Человеку невозможно без ласки, и ее всегда не хватает и будет не хватать, потому что потребность в ласке всегда больше любой ласки.
Если приоткрыл отдушину, значит, задыхался.
И как могут устоять перед ним другие, если она не устояла?
Молчала, делала вид, что ничего не замечает, что все хорошо.
Боялась слов – слова могут только разрушить. Вдруг он скажет:
– Когда та до меня дотрагивается, бросает в дрожь. А от тебя не бросает. Это я ей изменяю с тобой.
Ни слова, ни упрека, ни вопроса. Было больно, но простила.
И
Когда позвонила та – позвала его к телефону, а сама пошла в ванную, включила воду, чтобы не слышать.
Боялась его обнюхать или перед стиркой что-то найти в вещах – просила самого посмотреть, не забыл ли что в карманах.

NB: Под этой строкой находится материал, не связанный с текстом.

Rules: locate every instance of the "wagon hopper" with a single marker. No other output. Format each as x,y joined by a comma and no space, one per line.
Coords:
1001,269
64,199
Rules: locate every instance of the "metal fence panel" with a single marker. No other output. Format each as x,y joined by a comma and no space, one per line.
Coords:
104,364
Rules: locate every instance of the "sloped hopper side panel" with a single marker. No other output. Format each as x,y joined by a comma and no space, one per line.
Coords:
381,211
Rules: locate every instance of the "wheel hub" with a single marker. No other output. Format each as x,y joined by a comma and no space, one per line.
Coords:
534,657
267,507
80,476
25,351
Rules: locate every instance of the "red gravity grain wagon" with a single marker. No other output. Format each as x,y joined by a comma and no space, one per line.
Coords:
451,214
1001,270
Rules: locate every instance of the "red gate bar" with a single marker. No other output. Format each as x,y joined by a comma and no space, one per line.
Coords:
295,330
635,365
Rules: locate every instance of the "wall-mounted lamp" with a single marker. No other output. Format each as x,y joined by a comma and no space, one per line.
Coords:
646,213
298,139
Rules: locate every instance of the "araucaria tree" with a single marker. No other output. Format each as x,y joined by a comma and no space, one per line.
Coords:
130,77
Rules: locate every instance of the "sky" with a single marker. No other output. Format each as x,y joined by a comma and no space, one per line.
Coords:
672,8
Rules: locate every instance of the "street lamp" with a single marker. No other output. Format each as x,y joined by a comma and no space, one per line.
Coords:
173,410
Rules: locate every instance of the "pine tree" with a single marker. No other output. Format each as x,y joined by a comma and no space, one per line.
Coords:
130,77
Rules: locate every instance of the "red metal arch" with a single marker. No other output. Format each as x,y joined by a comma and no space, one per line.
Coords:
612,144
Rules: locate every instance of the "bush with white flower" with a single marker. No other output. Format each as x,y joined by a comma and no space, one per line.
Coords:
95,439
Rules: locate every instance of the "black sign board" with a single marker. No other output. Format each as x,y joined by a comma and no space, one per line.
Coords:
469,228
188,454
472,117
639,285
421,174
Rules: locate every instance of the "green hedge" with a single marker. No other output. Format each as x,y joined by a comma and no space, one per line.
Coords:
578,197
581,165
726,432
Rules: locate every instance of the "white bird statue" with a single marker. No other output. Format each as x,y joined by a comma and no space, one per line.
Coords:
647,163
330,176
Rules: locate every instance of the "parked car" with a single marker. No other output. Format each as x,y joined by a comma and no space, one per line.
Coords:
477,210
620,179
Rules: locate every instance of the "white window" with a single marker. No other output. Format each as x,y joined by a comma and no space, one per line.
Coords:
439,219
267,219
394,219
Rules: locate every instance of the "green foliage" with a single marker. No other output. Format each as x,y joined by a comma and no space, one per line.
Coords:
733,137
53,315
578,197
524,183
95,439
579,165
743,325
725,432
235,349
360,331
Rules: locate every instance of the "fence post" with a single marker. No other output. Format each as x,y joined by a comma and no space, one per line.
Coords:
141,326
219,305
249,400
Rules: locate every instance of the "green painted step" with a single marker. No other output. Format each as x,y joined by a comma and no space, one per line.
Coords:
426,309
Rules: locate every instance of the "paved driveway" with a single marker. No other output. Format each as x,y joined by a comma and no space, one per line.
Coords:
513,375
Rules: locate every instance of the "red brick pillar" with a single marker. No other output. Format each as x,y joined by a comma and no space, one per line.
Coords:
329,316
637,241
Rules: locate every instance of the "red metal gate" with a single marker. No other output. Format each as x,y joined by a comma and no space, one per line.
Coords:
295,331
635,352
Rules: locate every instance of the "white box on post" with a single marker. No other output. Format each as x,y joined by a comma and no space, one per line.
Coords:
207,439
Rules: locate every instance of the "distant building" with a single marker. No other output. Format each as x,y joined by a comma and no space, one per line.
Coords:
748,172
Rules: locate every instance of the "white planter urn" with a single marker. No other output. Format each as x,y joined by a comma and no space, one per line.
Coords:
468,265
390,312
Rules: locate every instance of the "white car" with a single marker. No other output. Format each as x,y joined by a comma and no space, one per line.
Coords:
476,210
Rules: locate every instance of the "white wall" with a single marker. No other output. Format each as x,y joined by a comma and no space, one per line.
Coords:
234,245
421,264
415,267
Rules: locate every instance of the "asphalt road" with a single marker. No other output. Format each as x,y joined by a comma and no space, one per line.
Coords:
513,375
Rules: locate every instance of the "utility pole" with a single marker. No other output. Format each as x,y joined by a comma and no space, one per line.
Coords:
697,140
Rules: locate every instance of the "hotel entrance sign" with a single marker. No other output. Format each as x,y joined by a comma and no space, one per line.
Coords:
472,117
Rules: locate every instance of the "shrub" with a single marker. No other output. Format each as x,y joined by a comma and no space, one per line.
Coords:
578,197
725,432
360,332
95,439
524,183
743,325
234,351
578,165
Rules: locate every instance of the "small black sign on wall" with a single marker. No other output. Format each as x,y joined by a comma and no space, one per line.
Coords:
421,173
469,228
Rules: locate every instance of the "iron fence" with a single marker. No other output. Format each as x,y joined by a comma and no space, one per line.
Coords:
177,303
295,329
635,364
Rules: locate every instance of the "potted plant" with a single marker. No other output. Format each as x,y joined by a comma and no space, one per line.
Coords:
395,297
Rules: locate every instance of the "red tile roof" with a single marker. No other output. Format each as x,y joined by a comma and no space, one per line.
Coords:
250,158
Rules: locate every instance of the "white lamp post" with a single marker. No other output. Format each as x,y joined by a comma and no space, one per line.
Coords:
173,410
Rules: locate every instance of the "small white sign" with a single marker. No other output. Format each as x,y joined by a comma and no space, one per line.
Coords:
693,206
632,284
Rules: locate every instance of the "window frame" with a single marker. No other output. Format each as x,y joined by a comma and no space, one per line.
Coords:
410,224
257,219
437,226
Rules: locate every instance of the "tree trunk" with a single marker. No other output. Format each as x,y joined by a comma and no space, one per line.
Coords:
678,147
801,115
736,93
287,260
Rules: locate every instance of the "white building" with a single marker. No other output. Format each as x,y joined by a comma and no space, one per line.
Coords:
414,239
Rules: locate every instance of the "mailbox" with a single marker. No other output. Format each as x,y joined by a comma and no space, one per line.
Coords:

Старалась быть с ним легкой – так сестра целует брата утренним поцелуем:
– До скорого!Жить, будто мир не рушится. Не ходить по дому в слезах. Стирать и гладить, потому что если придет к той в неглаженой рубашке – пожалеет и выгладит.
Когда появилась мастерская, стало легче, он оставался там ночевать на диване.
Утром, когда не хочется вставать и жить, – улыбнуться. И еще раз улыбнуться. И еще.
Сказать давно не беленному потолку слова благодарности.
Дети ведь не от семени.
Родилась дочка, ребенок поздний, долгожданный, намоленный. С большой помятой головой – при родах разодрала материнскую плоть в клочья.
Обезьянка родится и сразу хватается за мамину шкуру, а ребенок рождается, и ему даже не за что уцепиться – голый, беззащитный.
Горячая волна, поднимавшаяся от младенца, соединила их заново, по-другому. Снова стало ясно, почему они вместе.
Молока было мало, и она ревновала к молочной бутылочке.
Он любил сам переодевать дочку. Говорил, что у нее пальчики на ногах как леденцы.
После рождения Сонечки ей было не до ласк, а он не настаивал, и снова прошло сто лет.
Дочкины болезни отнимали тело и душу, и стало легче объяснять себе его нелюбовь. Теперь можно было себя ругать за то, что стала меньше уделять ему внимания из-за ребенка, ведь муж почувствовал себя одиноким и покинутым. Когда ребенок заболевал, она думала только об этом, ничего другого для нее больше не существовало.
Делали прокол уха, муж не выдержал и ушел из кабинета подальше от крика. Она положила головку дочки себе на колени и зажала руками, как тисками. Соня смотрела на нее снизу вверх испуганными глазами, не понимавшими, почему ее привели на эту боль, и кричала, не вырываясь, смирившись.
Перед зеркалом оттягивала себе пальцем кожу под глазом и не верила – сколько морщин! Начала терять волосы, в ванне слив забился – вынула мокрые слипшиеся комки. Перестала улыбаться, чтобы не показывать съеденные кариесом зубы, – а та, другая, вкусно зевала, открывая в пасти свежее, молодое, здоровое.
За спиной его друзья над ней смеялись, ведь они все знали, конечно.
Иногда оставлял записку, что, может быть, не вернется на ночь. Один раз приписал: «Ты вышла когда-то замуж за гения, а теперь живешь с самовлюбленной стареющей пустотой. Родная, потерпи меня еще!»